Isolamos operações específicas na quadragem, dentro de cada grupo de textos, e tentamos
determinar se tem uma distância e em que consiste. Nesta etapa da descrição, a comparação é sobre
operações isoladas, localizadas em cada texto. Mas à medida que a descrição avança, o problema é
conseguir captar o conjunto do funcionamento discursivo, para conseguir constituir tipos de
discursos. Torna-se então necessário analisar o sistema de relações existentes entre as propriedades
discursivas que foram identificadas, uma a uma.
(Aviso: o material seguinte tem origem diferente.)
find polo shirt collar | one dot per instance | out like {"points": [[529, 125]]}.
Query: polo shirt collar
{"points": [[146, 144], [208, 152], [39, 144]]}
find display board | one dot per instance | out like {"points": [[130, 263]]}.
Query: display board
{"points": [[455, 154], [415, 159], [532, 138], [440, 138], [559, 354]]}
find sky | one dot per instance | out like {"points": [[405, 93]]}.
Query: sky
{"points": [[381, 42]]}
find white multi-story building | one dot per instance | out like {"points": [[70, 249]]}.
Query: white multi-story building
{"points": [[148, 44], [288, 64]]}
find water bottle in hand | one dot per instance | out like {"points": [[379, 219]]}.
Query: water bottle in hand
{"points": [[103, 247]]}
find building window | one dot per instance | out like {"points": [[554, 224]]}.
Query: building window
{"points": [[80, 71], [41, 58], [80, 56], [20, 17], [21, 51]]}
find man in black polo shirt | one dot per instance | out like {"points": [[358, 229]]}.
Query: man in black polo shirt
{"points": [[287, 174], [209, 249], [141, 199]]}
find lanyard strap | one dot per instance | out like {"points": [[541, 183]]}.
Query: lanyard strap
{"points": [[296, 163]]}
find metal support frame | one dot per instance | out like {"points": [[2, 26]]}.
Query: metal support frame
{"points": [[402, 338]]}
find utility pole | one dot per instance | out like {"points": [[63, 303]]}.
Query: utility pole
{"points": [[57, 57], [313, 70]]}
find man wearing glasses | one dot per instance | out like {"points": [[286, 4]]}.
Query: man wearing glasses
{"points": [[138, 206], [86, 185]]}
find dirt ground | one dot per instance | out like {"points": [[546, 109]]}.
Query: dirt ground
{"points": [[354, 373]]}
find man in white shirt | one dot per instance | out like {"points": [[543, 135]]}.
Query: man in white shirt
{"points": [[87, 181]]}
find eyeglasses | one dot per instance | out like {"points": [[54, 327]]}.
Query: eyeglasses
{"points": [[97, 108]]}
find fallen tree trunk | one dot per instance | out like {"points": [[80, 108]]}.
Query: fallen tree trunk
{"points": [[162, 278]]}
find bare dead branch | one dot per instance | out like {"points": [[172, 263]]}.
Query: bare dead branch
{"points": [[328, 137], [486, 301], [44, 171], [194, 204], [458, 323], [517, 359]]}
Esse sistema de relações é bastante complexo
porque as operações identificadas dentro de cada tipo podem concernir níveis de organizações
discursivas muito diferentes. Nessa etapa, o problema é de poder sintetizar o conjunto de
resultados obtidos, e é em função de uma tal síntese que podemos falar de grau relativo de
sistematicidade, caracterizando o efeito de sentido global atribuído a cada tipo de discurso.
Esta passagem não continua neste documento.